‘Workplace stress’ is a phrase frequently used to described the negative elements that can make our places of work unpleasant and difficult environments.
It may surprise many people to know that ‘stress’ is not a recognised psychological condition. The Diagnostic Statistical Manual or DSM as it’s referred to by psychologists and psychiatrists lists over 200 psychological conditions but ‘stress’ isn’t one of them!
Despite this, the words ‘work-related stress’ appear on countless GP’s sick notes every year.
The Labour Force Survey of 2013/14 recorded 11.3m days sickness absence from stress, anxiety and depression at an average of 23 days per case.
Stress is simply the body’s response to a threat or challenge, with the main psychological response being anxiety.
So does this mean that ‘anxiety’ is the condition causing all this sickness absence? The answer to that question is actually ‘no’; mild to moderate anxiety is a perfectly normal and healthy response to a threat or a challenge. Why? Because anxiety helps us to take action to avoid a negative consequence, and consequently can even improve our performance at work.
Imagine you have been asked to give a presentation to a group of senior people at work tomorrow. For many of us that would be perceived as stressful with images of us standing in front of senior work colleagues struggling to answer their questions, giving incorrect information and possibly freezing completely – thus causing us to feel anxious.
This is actually a very helpful response because it’s the anxiety that makes us prepare thoroughly, practise our delivery, get to the location early and do anything else deemed necessary to avoid the negative outcome we have imagined as a result of our anxiety.
Anxiety isn’t a problem; anxiety disorders are the problem and these fall into two categories:
- Chronic anxiety – we feel low-level constant anxiety that never seems to go away.

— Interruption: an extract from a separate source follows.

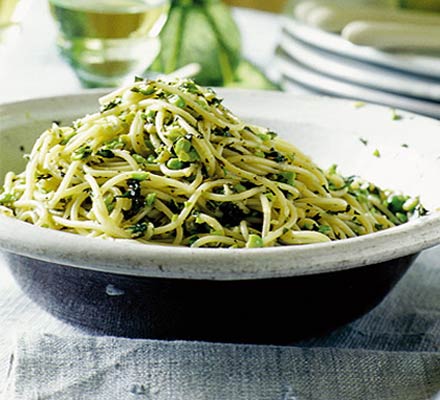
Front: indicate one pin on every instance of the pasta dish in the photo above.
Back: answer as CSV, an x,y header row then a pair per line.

- Acute anxiety – we have high-level surges of anxiety such as a panic attack as a result of a specific trigger, for example a phobic reaction or post-traumatic stress disorder.
There are however three main sources of anxiety at work that could result in an anxiety disorder: work-load, changes at work and interpersonal relationship (THOR GP Report 2013). If employers made an effort to focus on these three areas then the number of sick days would reduce quite significantly.
Let’s take a balanced approach about stress in the workplace; it isn’t necessarily a bad thing provided we give our employees the support to become more resilient at dealing with it.